Pahkea’s Place
Rima Martens
Pahkea tell the wounded voyagers no
Crying their ocean travels play an immigration domino
Yet I’ve driven onto my tribal lands.
Saw my Marae and rowed my Waka where my ancestors swam
Tupuna tane, did you know there would be cars here?
Tupuna wahine, did you know there would be saris and scarves here?
On Maori land I see Hindu temples.
Yet pink shiny scalped men in suits on stolen land cry
With every boat that ships to shore with the wood dry
Who are they with their plumes of smoke
The birds cough cough and they let em choke
Kuia, do you know?
Kuia you don’t speak english
A little white girl back on the lands
I’m a little white girl who has grown on sinking sands
With it all cultures bleed and beckon in plea
Ice caps keep melting when parliament goes home
Tricks of Word
Kuia speaks in riddles
She pesters with her nakedness out on the dead end street
These are her drunken hiccups in what will
Be known as our truth
Her words wrap around what we have yet to realise
Here, she tell them now
Big eared children pressed to her thigh
They learn to accept that there is beauty in what is spun
She laughs, “Kuia has spirits inside her”
North Island Women
Three Tangaharae sisters open their mouths
To swallow the capitalist’s journeyed views
“Our island has been betrayed!”
Unsettling those consciences whose acceptance was vague
Newspapers laugh that Polynesia Will!

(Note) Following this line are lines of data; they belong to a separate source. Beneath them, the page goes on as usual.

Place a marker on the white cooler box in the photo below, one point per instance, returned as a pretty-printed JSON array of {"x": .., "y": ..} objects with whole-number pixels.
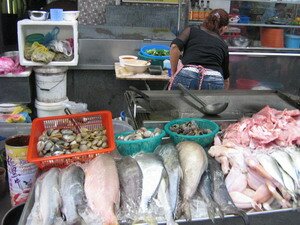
[{"x": 67, "y": 29}]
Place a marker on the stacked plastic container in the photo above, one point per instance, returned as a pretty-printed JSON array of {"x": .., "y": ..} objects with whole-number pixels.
[
  {"x": 51, "y": 90},
  {"x": 51, "y": 78}
]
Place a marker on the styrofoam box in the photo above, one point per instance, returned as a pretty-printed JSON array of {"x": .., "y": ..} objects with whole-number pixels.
[{"x": 68, "y": 29}]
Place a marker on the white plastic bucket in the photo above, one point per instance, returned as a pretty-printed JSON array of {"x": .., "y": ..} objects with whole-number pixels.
[
  {"x": 51, "y": 84},
  {"x": 21, "y": 173},
  {"x": 45, "y": 109}
]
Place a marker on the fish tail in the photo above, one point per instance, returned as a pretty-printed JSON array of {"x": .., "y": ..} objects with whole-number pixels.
[
  {"x": 186, "y": 210},
  {"x": 244, "y": 216},
  {"x": 213, "y": 210}
]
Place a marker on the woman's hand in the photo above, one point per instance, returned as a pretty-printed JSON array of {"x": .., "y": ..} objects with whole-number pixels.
[
  {"x": 174, "y": 57},
  {"x": 226, "y": 84}
]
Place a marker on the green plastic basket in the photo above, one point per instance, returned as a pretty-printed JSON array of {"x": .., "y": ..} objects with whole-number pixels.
[
  {"x": 204, "y": 139},
  {"x": 132, "y": 147}
]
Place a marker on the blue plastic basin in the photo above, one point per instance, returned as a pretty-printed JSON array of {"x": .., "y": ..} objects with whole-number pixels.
[
  {"x": 292, "y": 41},
  {"x": 157, "y": 47}
]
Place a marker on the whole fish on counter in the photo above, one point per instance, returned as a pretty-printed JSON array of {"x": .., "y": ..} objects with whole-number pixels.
[
  {"x": 46, "y": 209},
  {"x": 72, "y": 193},
  {"x": 163, "y": 197},
  {"x": 170, "y": 158},
  {"x": 220, "y": 193},
  {"x": 152, "y": 168},
  {"x": 205, "y": 189},
  {"x": 193, "y": 161},
  {"x": 102, "y": 188},
  {"x": 34, "y": 216},
  {"x": 131, "y": 184}
]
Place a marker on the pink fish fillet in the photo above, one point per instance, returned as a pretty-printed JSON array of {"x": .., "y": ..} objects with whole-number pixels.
[{"x": 102, "y": 188}]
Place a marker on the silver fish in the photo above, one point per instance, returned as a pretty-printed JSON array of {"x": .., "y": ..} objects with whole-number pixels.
[
  {"x": 152, "y": 169},
  {"x": 295, "y": 155},
  {"x": 50, "y": 200},
  {"x": 193, "y": 161},
  {"x": 205, "y": 189},
  {"x": 220, "y": 193},
  {"x": 288, "y": 181},
  {"x": 170, "y": 158},
  {"x": 34, "y": 216},
  {"x": 286, "y": 163},
  {"x": 271, "y": 166},
  {"x": 72, "y": 193},
  {"x": 131, "y": 184},
  {"x": 163, "y": 196}
]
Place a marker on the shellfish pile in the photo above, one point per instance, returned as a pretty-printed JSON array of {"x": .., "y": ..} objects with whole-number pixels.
[
  {"x": 140, "y": 134},
  {"x": 189, "y": 128},
  {"x": 55, "y": 142}
]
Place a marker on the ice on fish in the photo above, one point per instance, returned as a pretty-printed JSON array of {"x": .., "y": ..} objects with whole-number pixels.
[
  {"x": 102, "y": 188},
  {"x": 170, "y": 158},
  {"x": 220, "y": 192},
  {"x": 193, "y": 161},
  {"x": 131, "y": 181},
  {"x": 72, "y": 193},
  {"x": 152, "y": 168}
]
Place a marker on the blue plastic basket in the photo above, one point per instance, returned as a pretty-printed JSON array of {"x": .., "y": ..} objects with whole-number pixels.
[
  {"x": 158, "y": 47},
  {"x": 292, "y": 41},
  {"x": 133, "y": 147},
  {"x": 204, "y": 139}
]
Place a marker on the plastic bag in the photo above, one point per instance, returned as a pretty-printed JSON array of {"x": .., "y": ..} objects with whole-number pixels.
[
  {"x": 6, "y": 65},
  {"x": 61, "y": 47},
  {"x": 41, "y": 53},
  {"x": 62, "y": 57},
  {"x": 76, "y": 107}
]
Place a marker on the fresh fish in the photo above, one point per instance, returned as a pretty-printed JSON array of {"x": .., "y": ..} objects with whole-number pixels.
[
  {"x": 170, "y": 158},
  {"x": 286, "y": 163},
  {"x": 34, "y": 216},
  {"x": 288, "y": 181},
  {"x": 220, "y": 193},
  {"x": 271, "y": 166},
  {"x": 72, "y": 193},
  {"x": 50, "y": 200},
  {"x": 295, "y": 156},
  {"x": 193, "y": 161},
  {"x": 131, "y": 181},
  {"x": 205, "y": 189},
  {"x": 163, "y": 196},
  {"x": 152, "y": 168},
  {"x": 102, "y": 188}
]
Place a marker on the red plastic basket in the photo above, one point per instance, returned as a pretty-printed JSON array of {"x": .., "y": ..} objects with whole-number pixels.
[{"x": 90, "y": 120}]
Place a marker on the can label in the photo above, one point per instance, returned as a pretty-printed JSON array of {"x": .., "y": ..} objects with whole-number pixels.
[{"x": 21, "y": 174}]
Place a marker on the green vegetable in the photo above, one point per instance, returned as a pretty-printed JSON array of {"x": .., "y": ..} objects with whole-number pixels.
[{"x": 158, "y": 52}]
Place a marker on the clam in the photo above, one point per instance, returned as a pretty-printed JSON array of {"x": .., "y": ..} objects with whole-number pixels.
[
  {"x": 48, "y": 145},
  {"x": 40, "y": 145},
  {"x": 69, "y": 137},
  {"x": 66, "y": 132}
]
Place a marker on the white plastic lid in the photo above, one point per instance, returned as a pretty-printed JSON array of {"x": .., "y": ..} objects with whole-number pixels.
[{"x": 50, "y": 106}]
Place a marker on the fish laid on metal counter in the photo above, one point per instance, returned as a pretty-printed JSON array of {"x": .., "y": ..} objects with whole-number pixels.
[
  {"x": 152, "y": 168},
  {"x": 102, "y": 188},
  {"x": 285, "y": 161},
  {"x": 170, "y": 158},
  {"x": 193, "y": 161},
  {"x": 220, "y": 192},
  {"x": 163, "y": 197},
  {"x": 131, "y": 184},
  {"x": 34, "y": 216},
  {"x": 72, "y": 193},
  {"x": 205, "y": 189},
  {"x": 46, "y": 209}
]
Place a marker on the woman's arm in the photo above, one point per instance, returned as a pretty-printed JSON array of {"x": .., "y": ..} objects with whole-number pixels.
[
  {"x": 174, "y": 57},
  {"x": 226, "y": 84},
  {"x": 177, "y": 46}
]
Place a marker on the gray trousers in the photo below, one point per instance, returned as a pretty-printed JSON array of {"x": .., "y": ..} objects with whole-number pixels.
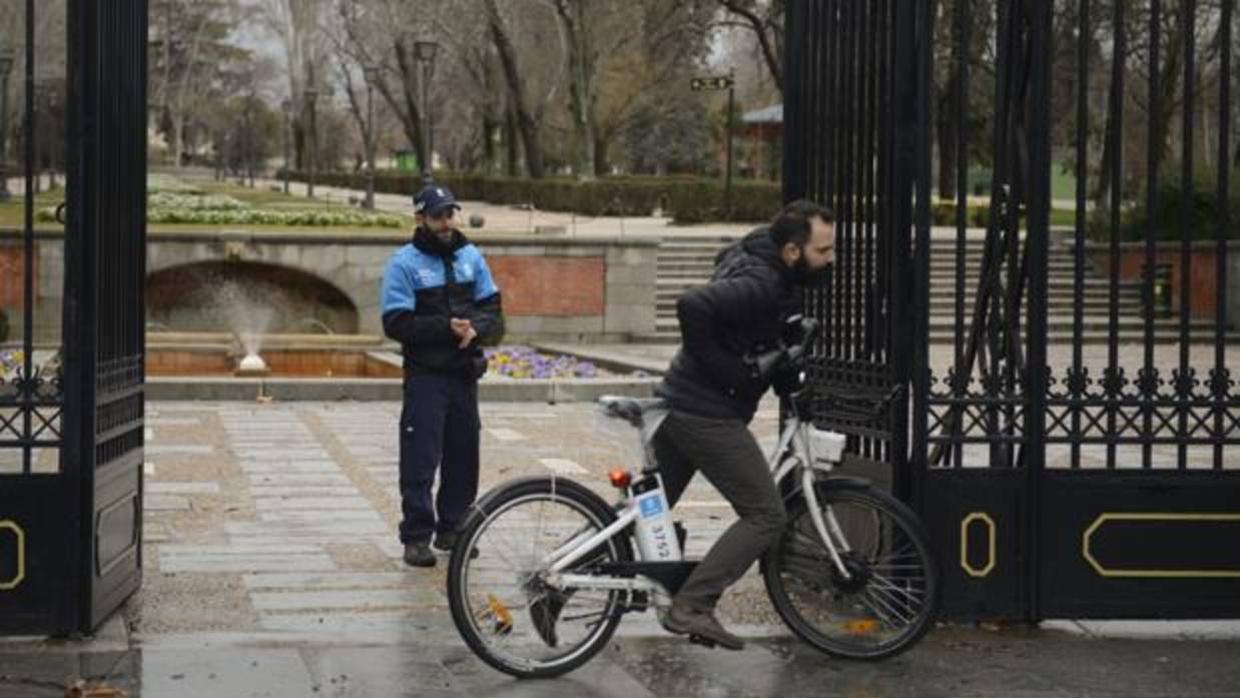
[{"x": 730, "y": 459}]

Go! First!
So their cries are hurled into armour by their tribe
One that all three sisters can fit inside
Well bosomed they swing their metalled hips
And after they screech
Their fingers touch to their lips
To drag on butts of garbage sticks
Smoke staled meets the puff of the factory peeks
They watch embers burn the bark of the sacred Rimu Tree.
Rima Martens is a law student and writer from Sydney. She has been published on Sleep Pile, The Quarry and has begun writing for The Quo. She is currently studying in Montrêal.